Issue: Heredoc syntax fails with 'unknown error' when using shell_agent

Solution: Write the Python script to a
```
.py
```
file first, then execute it with
```
python3 script.py
```
. This pattern is significantly more reliable than inline heredoc execution when shell_agent is the executor.

Issue: FileNotFoundError

Solution: Verify the file path is absolute or relative to the working directory. Use
```
os.getcwd()
```
to check current directory if needed.

Issue: PermissionError

Solution: Ensure the file is not open in another application. Close Excel/PDF readers before writing.

Issue: MemoryError on large files

Solution: Process data in chunks using pandas
```
chunksize
```
parameter. For PDFs, generate in sections and merge.

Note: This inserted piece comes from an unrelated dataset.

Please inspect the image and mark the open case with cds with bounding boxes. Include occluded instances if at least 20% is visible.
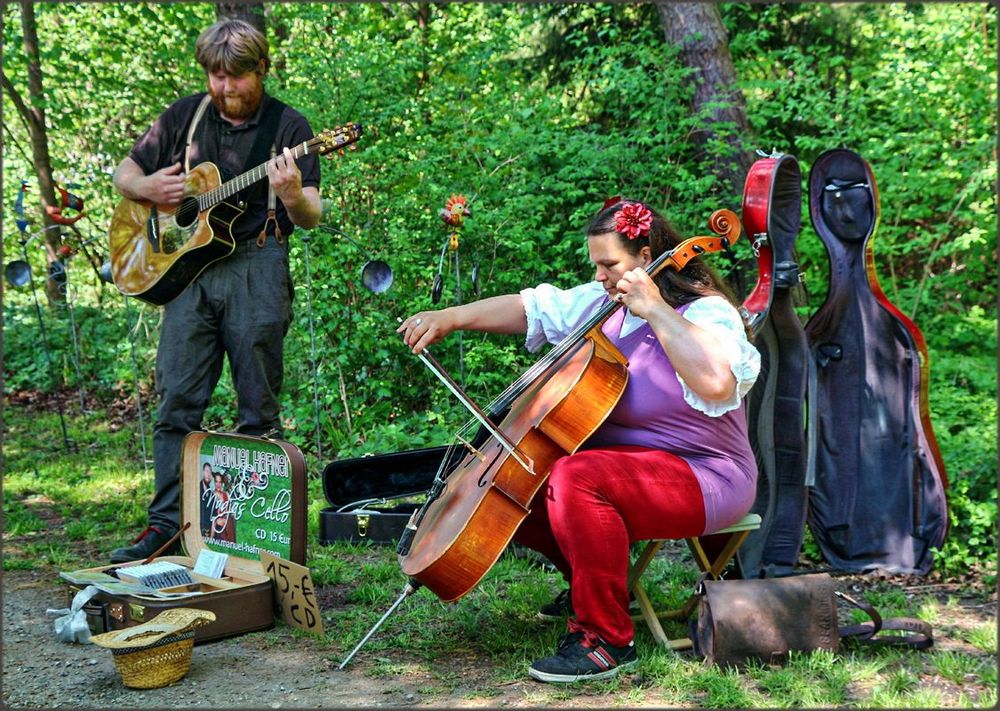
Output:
[59,432,306,643]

Issue: Formatting not applying

Solution: Ensure you're modifying cell styles before saving, and use
```
.copy()
```
for style objects in openpyxl.

Issue: PDF text rendering issues

Solution: For non-ASCII characters, use appropriate fonts (e.g.,
```
DejaVuSans
```
for Unicode support in reportlab).

Issue: Agent fails before first iteration (0 steps)

Solution: Ensure the skill is properly loaded and the task description clearly indicates document generation needs. Complex initialization may require explicit Python script patterns.